J’ai également beaucoup appris en matière de responsabilité et de représentation. J’ai été élu délégué Premier Citoyen et, même si je n’avais pas pleinement conscience de ce dont je m’embarquais en me présentant, cela s’est avéré être une expérience très enrichissante. Dans ce type de rôles, il est vite évident que la façon dont on se présente – ce qu’on dit, ce qu’on fait – a une incidence sur les autres. Cela s’est traduit ensuite par ce que nous appelons aujourd’hui une marque personnelle. Cette expérience m’a permis de développer très tôt un sens du professionnalisme et de comprendre comment gérer les relations, tant personnelles que professionnelles. Ces concepts ne s’apprenaient pas forcément en classe, mais ils découlaient des expériences rendues possibles par l’école. Et pourquoi ne pas découvrir tout cela à 16 ans?
TFS : Quelle a été votre expérience la plus mémorable à TFS ?
JULIAN GOLDEN : Honnêtement, une grande partie de ce qui m’a marqué s’est déroulé en dehors des cours — les moments entre les cours, les activités parascolaires, le côté social. Mais comprenez-moi bien, j’ai aussi adoré les cours et j’ai beaucoup appris. Mes cours d’économie, par exemple, ont assurément influencé mes études ultérieures. Mais ce qui m’a le plus marqué, ce sont les amitiés et la communauté TFS. Je suis toujours très proche de plusieurs personnes de TFS. Au point que nous nous assistons maintenant aux mariages les uns des autres, ce qui est plutôt spécial. Même avec les personnes avec qui je ne suis plus aussi proche, c’est épatant de garder le contact en ligne et de voir ce qu’elles font à travers le monde.
J’ai intégré TFS au niveau I, ce qui m’a semblé être une grande transition à l’époque. J’ai dû trouver le moyen de m’intégrer à de nouveaux cercles sociaux tout en préservant mes anciennes amitiés. Ce n’était pas facile au début, mais j’ai fini par élargir mon horizon de manière très positive.
TFS : Quels conseils donneriez-vous aux élèves ?

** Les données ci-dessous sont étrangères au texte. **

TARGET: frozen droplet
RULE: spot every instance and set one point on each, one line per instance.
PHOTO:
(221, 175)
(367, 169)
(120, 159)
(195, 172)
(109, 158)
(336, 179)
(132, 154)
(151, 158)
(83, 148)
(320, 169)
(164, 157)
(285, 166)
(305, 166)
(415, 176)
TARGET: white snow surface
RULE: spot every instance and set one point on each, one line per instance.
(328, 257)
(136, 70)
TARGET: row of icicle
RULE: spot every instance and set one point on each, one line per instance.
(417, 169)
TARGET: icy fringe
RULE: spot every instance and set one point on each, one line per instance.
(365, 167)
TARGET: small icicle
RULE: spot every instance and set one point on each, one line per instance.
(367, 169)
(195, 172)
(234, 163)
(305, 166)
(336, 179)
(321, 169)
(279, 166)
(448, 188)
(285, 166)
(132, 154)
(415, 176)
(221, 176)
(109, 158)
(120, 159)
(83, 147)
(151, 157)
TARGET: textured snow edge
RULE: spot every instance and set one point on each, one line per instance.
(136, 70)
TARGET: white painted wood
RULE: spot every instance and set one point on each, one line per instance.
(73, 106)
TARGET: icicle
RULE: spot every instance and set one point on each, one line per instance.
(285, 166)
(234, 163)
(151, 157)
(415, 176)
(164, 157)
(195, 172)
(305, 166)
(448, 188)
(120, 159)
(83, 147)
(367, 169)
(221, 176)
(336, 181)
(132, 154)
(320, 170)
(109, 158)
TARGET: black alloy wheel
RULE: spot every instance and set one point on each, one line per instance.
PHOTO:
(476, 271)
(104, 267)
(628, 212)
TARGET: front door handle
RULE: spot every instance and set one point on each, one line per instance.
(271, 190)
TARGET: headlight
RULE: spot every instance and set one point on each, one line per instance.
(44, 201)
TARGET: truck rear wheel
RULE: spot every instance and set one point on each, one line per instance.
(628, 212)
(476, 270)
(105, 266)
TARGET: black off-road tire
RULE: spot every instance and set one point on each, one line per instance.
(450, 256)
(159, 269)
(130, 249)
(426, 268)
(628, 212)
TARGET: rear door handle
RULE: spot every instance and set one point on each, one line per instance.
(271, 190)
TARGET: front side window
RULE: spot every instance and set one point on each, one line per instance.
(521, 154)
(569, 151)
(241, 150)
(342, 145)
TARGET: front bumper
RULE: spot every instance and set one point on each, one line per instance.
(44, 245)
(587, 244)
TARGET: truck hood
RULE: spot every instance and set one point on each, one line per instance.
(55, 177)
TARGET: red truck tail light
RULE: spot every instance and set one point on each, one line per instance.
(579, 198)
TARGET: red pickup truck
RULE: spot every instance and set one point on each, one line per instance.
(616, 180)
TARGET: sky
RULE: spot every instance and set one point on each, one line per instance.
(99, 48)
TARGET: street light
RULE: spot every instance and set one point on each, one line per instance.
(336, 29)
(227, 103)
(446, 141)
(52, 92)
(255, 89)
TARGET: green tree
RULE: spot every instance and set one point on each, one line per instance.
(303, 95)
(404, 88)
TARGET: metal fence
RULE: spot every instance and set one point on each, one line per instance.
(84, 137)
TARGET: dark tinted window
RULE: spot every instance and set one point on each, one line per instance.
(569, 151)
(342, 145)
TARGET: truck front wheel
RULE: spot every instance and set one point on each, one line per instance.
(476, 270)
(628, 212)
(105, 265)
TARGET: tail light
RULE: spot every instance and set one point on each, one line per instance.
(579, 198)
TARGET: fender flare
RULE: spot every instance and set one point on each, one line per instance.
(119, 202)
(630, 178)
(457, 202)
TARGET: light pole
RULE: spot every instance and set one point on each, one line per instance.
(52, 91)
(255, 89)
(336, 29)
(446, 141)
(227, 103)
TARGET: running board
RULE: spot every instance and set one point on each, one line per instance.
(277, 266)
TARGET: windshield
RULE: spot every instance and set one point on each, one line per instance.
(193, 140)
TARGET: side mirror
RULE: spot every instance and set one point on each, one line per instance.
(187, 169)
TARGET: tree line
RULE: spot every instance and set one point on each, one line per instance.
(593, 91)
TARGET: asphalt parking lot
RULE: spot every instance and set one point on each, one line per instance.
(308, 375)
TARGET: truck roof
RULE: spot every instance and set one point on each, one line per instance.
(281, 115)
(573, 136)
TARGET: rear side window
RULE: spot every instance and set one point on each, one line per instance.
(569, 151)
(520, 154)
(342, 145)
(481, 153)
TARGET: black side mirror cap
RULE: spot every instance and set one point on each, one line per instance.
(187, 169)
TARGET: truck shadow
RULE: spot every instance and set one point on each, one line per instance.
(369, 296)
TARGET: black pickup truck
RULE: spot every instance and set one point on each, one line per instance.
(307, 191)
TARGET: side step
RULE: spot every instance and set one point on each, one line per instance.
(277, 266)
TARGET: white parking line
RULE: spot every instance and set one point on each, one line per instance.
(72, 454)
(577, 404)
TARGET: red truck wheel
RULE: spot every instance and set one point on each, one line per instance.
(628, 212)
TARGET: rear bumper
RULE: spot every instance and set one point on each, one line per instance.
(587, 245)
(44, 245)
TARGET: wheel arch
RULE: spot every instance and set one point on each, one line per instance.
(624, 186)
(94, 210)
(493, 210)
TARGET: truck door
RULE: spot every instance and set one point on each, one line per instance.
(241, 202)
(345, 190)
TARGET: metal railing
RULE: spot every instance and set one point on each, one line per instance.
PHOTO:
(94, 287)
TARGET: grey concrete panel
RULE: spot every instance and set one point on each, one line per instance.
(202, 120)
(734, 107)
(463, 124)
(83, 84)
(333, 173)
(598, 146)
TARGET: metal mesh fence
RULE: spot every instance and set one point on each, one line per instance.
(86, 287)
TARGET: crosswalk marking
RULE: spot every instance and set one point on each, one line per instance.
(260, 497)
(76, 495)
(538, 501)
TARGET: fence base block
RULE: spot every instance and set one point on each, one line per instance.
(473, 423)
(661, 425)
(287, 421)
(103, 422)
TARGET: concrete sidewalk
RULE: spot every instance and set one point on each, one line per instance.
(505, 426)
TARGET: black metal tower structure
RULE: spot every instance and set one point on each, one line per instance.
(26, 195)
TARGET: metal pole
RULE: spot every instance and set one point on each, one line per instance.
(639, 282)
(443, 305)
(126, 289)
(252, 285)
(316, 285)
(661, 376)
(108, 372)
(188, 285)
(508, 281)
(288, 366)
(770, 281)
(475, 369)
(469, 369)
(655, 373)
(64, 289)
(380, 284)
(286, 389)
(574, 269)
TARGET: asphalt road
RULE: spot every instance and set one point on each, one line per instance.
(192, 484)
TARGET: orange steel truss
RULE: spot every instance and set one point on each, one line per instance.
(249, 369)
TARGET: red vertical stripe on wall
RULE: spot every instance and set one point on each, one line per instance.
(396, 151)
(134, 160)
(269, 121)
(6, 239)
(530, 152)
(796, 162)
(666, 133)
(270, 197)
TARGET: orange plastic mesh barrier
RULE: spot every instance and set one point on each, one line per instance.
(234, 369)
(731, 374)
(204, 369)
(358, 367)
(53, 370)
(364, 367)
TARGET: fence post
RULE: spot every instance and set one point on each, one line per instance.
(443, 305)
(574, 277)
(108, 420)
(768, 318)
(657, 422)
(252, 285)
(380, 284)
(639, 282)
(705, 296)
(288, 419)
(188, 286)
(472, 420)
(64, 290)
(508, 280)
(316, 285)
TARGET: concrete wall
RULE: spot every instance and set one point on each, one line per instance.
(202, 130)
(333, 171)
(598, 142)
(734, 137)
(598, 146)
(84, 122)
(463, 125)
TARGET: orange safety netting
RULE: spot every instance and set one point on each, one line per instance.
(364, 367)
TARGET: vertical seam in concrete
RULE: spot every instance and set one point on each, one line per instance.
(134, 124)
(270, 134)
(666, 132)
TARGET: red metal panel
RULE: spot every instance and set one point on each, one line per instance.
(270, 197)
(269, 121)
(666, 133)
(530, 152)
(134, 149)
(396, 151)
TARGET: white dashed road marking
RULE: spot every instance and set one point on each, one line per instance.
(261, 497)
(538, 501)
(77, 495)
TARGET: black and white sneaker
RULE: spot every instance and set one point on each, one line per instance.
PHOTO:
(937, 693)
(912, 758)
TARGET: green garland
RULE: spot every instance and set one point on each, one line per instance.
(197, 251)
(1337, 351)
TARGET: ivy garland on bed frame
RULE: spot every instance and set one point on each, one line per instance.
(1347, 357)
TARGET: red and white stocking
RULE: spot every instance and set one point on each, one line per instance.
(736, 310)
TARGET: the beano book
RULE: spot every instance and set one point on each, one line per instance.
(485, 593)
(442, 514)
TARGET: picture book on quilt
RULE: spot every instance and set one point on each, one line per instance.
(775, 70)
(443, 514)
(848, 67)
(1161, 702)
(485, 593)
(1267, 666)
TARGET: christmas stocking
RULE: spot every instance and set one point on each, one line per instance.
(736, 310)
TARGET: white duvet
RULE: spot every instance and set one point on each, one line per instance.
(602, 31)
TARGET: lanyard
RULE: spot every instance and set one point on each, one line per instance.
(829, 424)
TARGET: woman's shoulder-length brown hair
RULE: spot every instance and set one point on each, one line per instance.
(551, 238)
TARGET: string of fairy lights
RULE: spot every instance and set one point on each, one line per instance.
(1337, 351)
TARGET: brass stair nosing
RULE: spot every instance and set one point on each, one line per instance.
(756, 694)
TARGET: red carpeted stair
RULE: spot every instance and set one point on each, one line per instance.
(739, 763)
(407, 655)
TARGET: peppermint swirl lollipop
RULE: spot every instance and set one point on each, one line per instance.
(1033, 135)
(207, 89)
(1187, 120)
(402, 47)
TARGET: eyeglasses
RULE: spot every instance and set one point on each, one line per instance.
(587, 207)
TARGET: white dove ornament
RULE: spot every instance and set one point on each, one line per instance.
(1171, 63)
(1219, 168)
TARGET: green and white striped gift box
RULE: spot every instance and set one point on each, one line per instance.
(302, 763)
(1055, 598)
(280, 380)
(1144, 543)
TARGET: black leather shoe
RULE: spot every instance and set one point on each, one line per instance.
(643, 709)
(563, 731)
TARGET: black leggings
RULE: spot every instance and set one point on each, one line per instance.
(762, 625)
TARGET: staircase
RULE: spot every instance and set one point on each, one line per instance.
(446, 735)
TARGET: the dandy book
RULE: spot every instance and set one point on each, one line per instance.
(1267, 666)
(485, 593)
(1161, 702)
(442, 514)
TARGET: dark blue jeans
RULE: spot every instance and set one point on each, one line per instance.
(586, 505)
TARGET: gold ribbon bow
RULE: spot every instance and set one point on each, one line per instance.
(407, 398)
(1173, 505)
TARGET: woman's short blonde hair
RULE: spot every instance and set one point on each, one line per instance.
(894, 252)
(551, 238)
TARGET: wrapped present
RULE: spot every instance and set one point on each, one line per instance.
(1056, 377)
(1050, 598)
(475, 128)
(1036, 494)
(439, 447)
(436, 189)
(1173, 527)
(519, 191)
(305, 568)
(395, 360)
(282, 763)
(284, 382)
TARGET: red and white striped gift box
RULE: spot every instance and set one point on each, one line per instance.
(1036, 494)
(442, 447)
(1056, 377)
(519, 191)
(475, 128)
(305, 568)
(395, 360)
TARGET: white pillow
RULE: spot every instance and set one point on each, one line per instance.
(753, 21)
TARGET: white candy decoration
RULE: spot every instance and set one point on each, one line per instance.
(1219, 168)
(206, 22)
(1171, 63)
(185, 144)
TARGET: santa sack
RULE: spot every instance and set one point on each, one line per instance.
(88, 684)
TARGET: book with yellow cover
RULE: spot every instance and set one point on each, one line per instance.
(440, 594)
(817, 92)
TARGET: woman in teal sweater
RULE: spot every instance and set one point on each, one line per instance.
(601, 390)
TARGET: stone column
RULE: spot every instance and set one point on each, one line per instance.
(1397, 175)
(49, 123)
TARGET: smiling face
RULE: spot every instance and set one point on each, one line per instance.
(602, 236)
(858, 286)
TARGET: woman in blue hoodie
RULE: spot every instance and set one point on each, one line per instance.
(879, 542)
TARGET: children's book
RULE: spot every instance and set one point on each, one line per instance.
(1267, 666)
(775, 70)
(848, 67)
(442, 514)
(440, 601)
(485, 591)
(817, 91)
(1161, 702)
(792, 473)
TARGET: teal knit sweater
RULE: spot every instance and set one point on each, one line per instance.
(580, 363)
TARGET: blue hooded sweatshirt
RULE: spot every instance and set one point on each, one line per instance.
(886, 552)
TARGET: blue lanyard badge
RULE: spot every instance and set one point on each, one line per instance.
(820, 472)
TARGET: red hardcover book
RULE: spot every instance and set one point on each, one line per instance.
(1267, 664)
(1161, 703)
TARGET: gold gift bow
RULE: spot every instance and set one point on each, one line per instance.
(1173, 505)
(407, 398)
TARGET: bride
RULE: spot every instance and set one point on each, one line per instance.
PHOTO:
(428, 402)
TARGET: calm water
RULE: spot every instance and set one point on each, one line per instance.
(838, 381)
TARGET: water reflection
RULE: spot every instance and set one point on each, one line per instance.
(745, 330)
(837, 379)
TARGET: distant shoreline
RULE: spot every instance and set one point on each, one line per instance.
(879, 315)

JULIAN GOLDEN : Entretenez vos passions et essayez de les intégrer autant que possible à votre apprentissage. Une certaine pression peut être omniprésente en apprenant des choses juste pour le plaisir d’apprendre. Cependant, j’ai constaté que tout prend plus de sens lorsque vous le reliez à quelque chose qui vous tient à cœur. Même des matières qui ne semblent pas pertinentes au premier abord peuvent contribuer au développement de compétences et de modes de pensée utiles dans presque tous les parcours que vous choisirez plus tard dans la vie. Alors, repoussez un peu les limites. Songez à la manière dont ce que vous apprenez peut s’appliquer à vos centres d’intérêt et au monde réel.
TFS : Qu’auriez-vous aimé savoir, pendant vos études à TFS, qui aurait pu mieux vous préparer à la vie après l’obtention de votre diplôme ?
JULIAN GOLDEN : On n’a pas vraiment abordé le sujet d’entrepreneuriat pendant ma scolarité. L’accent était davantage mis sur les parcours professionnels traditionnels. Avec le recul, j’aurais aimé me pencher davantage sur la manière dont ce que j’apprenais pouvait me permettre de construire quelque chose de personnel. À l’époque, ces deux choses me semblaient distinctes. L’école d’un côté, les intérêts personnels de l’autre. Aujourd’hui, l’entrepreneuriat bénéficie d’une bien plus grande visibilité, ce qui est fantastique. Que ce soient les programmes, les conversations, ou même les rencontres avec des fondateurs : tout cela est utile. Non pas parce que tout le monde doit créer une entreprise, mais parce que cela montre ce qui est possible. Si j’y avais été exposé plus tôt, cela aurait pu accélérer les choses pour moi. C’est en partie pour cela que je suis passionné par la création de ces espaces maintenant, afin que d’autres puissent entrevoir ces voies plus tôt.